The court ruled that the state must reimburse Los Angeles and 83 other Southern California cities for certain costs of complying with a stormwater permit issued by the Los Angeles Regional Water Quality Control Board. Stormwater permits are part of the regulatory system created by the federal Clean Water Act and its California counterpart, the Porter-Cologne Act, to protect water quality. These laws regulate discharges of pollutants into the state’s rivers, bays, and estuaries, as well as the Pacific Ocean.

In this case, the permit directed the local governments to comply with a variety of conditions to clean up their stormwater discharges. The governments objected to two of them. The first required inspections of some commercial and industrial facilities and construction sites, as contaminated runoff from these areas can impair water quality. The second ordered the governments to install trash receptacles at transit stops to minimize trash washing into storm drains.

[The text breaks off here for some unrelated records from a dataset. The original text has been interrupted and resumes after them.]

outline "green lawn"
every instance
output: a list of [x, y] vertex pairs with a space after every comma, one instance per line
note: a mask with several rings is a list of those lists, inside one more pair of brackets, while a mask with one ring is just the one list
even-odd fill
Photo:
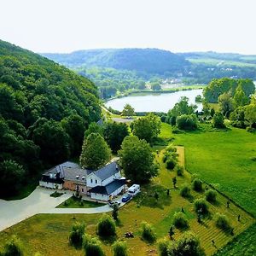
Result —
[[[161, 136], [171, 134], [167, 125], [163, 125]], [[183, 162], [183, 148], [178, 148], [179, 160]], [[189, 222], [189, 230], [194, 231], [201, 240], [201, 245], [207, 255], [212, 255], [218, 248], [224, 246], [234, 236], [218, 230], [212, 217], [223, 212], [230, 218], [235, 228], [235, 235], [247, 229], [253, 218], [241, 208], [231, 204], [226, 207], [226, 198], [218, 195], [218, 205], [210, 204], [211, 216], [199, 224], [192, 201], [179, 195], [179, 188], [183, 183], [190, 183], [190, 175], [185, 172], [183, 177], [177, 177], [177, 189], [173, 189], [172, 178], [176, 176], [172, 171], [166, 170], [162, 161], [163, 152], [156, 154], [156, 160], [160, 164], [159, 176], [152, 183], [142, 188], [142, 193], [119, 210], [120, 222], [117, 227], [118, 238], [125, 241], [129, 249], [129, 255], [156, 255], [156, 244], [149, 245], [140, 238], [139, 225], [145, 220], [151, 223], [157, 234], [157, 238], [168, 238], [168, 230], [172, 224], [173, 214], [183, 207], [185, 215]], [[166, 189], [171, 189], [171, 196], [166, 195]], [[154, 193], [159, 194], [159, 199], [154, 198]], [[194, 199], [204, 196], [202, 193], [193, 192]], [[237, 216], [241, 216], [241, 221], [237, 221]], [[38, 214], [14, 225], [0, 233], [0, 251], [4, 242], [12, 235], [16, 235], [26, 245], [26, 255], [33, 255], [40, 252], [42, 255], [83, 255], [80, 250], [75, 250], [68, 245], [68, 234], [72, 224], [75, 221], [84, 222], [86, 232], [93, 236], [96, 234], [96, 223], [101, 214]], [[125, 232], [133, 232], [134, 238], [125, 238]], [[177, 239], [182, 231], [175, 230], [174, 238]], [[212, 240], [215, 241], [216, 247], [212, 247]], [[112, 255], [109, 243], [102, 241], [106, 255]]]
[[64, 202], [57, 206], [56, 208], [93, 208], [102, 207], [105, 204], [102, 204], [96, 201], [85, 201], [83, 202], [78, 199], [74, 199], [73, 196], [66, 200]]
[[174, 137], [175, 144], [185, 147], [187, 170], [256, 216], [256, 134], [231, 128]]

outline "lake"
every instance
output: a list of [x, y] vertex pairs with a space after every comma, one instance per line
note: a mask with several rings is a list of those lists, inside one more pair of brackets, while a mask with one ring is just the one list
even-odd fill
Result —
[[197, 110], [202, 109], [202, 104], [195, 102], [196, 96], [202, 96], [202, 89], [180, 90], [172, 93], [147, 93], [144, 95], [133, 94], [128, 96], [116, 98], [108, 101], [105, 105], [107, 108], [122, 111], [125, 104], [130, 104], [136, 112], [165, 112], [167, 113], [172, 108], [182, 96], [189, 98], [189, 103], [196, 104]]

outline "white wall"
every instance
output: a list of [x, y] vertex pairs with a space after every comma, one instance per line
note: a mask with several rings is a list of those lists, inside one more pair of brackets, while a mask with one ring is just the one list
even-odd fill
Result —
[[[96, 180], [97, 181], [97, 183], [96, 183]], [[96, 186], [102, 186], [102, 180], [98, 177], [96, 177], [94, 173], [90, 173], [90, 175], [87, 176], [86, 185], [87, 187], [90, 188], [94, 188]]]
[[102, 194], [90, 193], [90, 197], [92, 199], [99, 200], [99, 201], [108, 201], [108, 195], [102, 195]]
[[102, 186], [106, 186], [108, 184], [109, 184], [110, 183], [112, 183], [114, 179], [116, 178], [119, 178], [121, 177], [121, 173], [120, 172], [115, 173], [114, 175], [104, 179], [102, 181]]
[[48, 189], [55, 189], [55, 185], [57, 185], [57, 189], [62, 189], [62, 184], [55, 184], [52, 183], [47, 183], [44, 181], [39, 181], [39, 186], [44, 187], [44, 188], [48, 188]]

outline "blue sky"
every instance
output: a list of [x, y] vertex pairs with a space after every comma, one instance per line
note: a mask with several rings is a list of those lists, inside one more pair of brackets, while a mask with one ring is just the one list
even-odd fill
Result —
[[256, 54], [254, 0], [0, 0], [0, 38], [37, 52]]

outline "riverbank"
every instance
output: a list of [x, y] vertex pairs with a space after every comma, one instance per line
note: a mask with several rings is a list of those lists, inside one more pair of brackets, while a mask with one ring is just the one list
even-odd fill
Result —
[[183, 91], [183, 90], [198, 90], [198, 89], [204, 89], [205, 86], [207, 84], [193, 84], [193, 85], [188, 85], [188, 86], [181, 86], [181, 87], [177, 87], [177, 88], [169, 88], [169, 89], [165, 89], [165, 90], [153, 90], [149, 89], [146, 90], [125, 90], [124, 93], [114, 96], [111, 98], [104, 99], [102, 100], [103, 103], [107, 103], [109, 101], [114, 100], [114, 99], [119, 99], [122, 97], [126, 97], [129, 96], [136, 95], [136, 96], [145, 96], [148, 94], [161, 94], [161, 93], [173, 93], [173, 92], [177, 92], [177, 91]]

At issue is who should pay for implementing the programs. Constitutional reforms enacted by California voters in 1978 (Proposition 13) and 1996 (Proposition 218) place significant constraints on the ability of local governments to levy taxes and fees. Stormwater programs are particularly difficult to fund. New fees typically require a two-thirds vote of local residents. This can be an especially tough sell for stormwater improvements, because the reductions in pollution mostly benefit communities downstream. Because stormwater compliance lacks a steady funding source, it is one of California’s “fiscal orphans,” with an annual funding gap of $500–800 million.

In recognition of the constraints on local public finances introduced by Proposition 13, the voters amended the California Constitution in 1979 to compel the state to reimburse local governments for the costs of complying with new programs or higher levels of service required by state statute or regulation. The law makes an exception for programs or services mandated by federal law.